I am unsure about the wind thing with flex fence, my friend has it at her place in the desert in CA and it is extremely windy there. It has held up for her for at least a decade. With the pipe fence I would check on prices of materials. You can get oil pipe in west texas for free if you know where to look.
We recently had pipe and no climb mesh fence put in including 4 paddocks, maybe same or a bit more in size, cost was about the same as your $20,000 quote. Three rail pipe was much higher.
Resistivity depends on the exact formulation of the concrete and varies from 50 to 1,000 ohm-meters.
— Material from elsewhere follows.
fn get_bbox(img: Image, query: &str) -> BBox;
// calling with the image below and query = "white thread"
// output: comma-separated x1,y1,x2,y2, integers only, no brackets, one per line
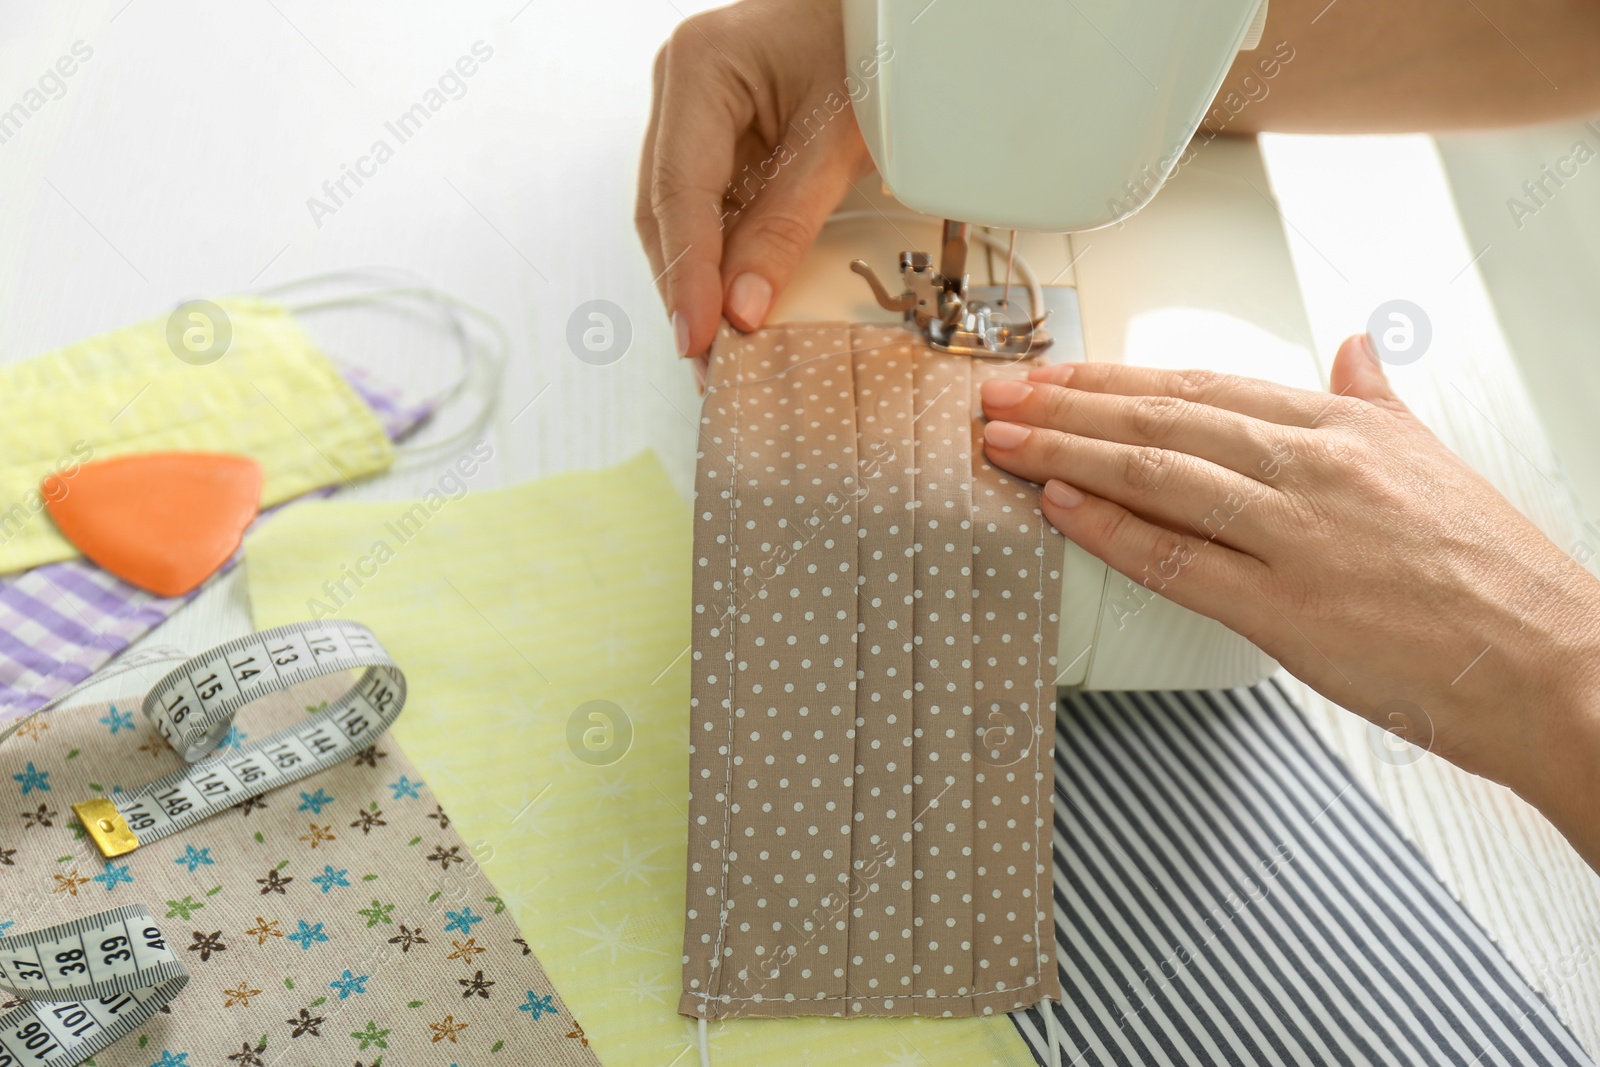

Concrete conducts electricity poorly compared to metals, electricity seeks the path of least resistance
When we concrete fence pipe post in, there are several inches below the concrete into the dirt.
Guess that is not enough, needs to be feet down in there?
We do have long, deep copper ground rods here and there, but not that many per mile as I think you are talking about.
Also, the ground being dry doesn’t conduct as well as when saturated.
we used 10 ft copper clad rods on airports… you are in the never dust bowl where the soil is less conductive … question that may have ab answer if you use electric fencing …does it work well as the effectiveness of the electric fence is by the conductivity of the soil back to fence charger ground (ground’s conductivity increase as moisture content increase)
None of the posts we used were ever back filled with dirt as we we required to have a continuous mow strip of concrete under the fence … but the fence that I saw get hit with a lightening strike and the horse was knocked down was installed like yours.
The greatest concern I would have would be if the pipe fencing was connected to a steel building or abutted to a steel building… our barn is steel framed, we have the frame grounded in several places
I still have yet to decide quite what I’m going to do. But I think I am going to go for the pipe fencing. The fencing company I use is very upfront with everything. They told me who they use as their supplier. This will be a 5 rail pipe fence welded to metal posts. Just the fencing alone costs almost 10K. That is not including the install or the fact they will be removing and disposing of the old fence. Plus it includes 8 gates (I’m having gates installed everywhere, you can never have too many gates). I actually thought about just buying panels and using the old wood posts already in place but even that would cost me close to 7K I might as well as a super nice fence. The pipe is all 14 gauge I believe. If I lost my mind and decided to get buffalo, the fence would still work I’m obviously leaning very strongly toward it. It is just a lot of money to spend. Then I start thinking about the imaginary vet bills I could have and it’s worth it.
I had a two year old horse was severely injured in a pasture with continuous pipe fencing. However, I don’t know if it was the fence or another horse. So it might not be relevant, except to point out that horses will hurt themselves in amazing ways. I do like hot fencing for this reason though. The fence was a very heavy duty gauge, rough (not smooth at all) fencing. She smacked her ankle hard enough and it even chipped up her ankle joint. Pretty dam* depressing.